Smirnova, Olga A; Bartosch, Birke; Zakirova, Natalia F; Kochetkov, Sergey N; Ivanov, Alexander V.
Int J Mol Sci; 19(4)2018 Apr 17.
Artigo em Inglês | MEDLINE | ID: mdl-29673197
Reactive oxygen species (ROS) are produced in various cell compartments by an array of enzymes and processes. An excess of ROS production can be hazardous for normal cell functioning, whereas at normal levels, ROS act as vital regulators of many signal transduction pathways and transcription factors. ROS production is affected by a wide range of viruses. However, to date, the impact of viral infections has been studied only in respect to selected ROS-generating enzymes.

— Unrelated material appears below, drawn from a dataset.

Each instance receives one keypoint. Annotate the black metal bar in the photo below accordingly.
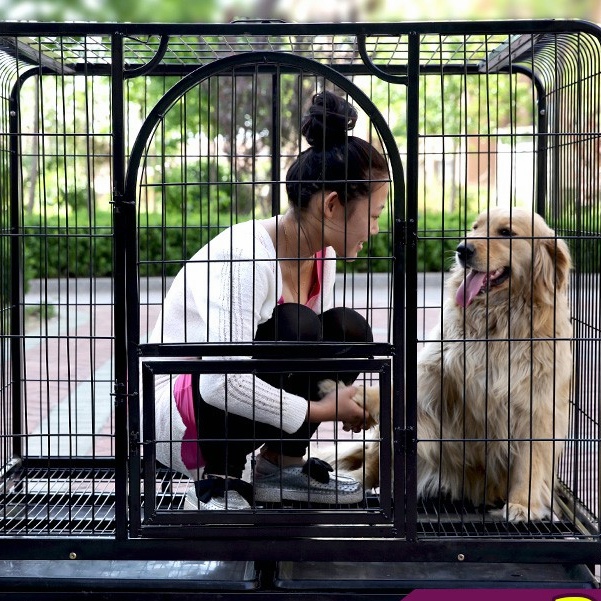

The role of several ROS-generating and -scavenging enzymes or cellular systems in viral infections has never been addressed. In this review, we focus on the roles of biogenic polyamines and oxidative protein folding in the endoplasmic reticulum (ER) and their interplay with viruses. Polyamines act as ROS scavengers, however, their catabolism is accompanied by H2O2 production. Hydrogen peroxide is also produced during oxidative protein folding, with ER oxidoreductin 1 (Ero1) being a major source of oxidative equivalents. In addition, Ero1 controls Ca2+ efflux from the ER in response to e.g., ER stress. Here, we briefly summarize the current knowledge on the physiological roles of biogenic polyamines and the role of Ero1 at the ER, and present available data on their interplay with viral infections.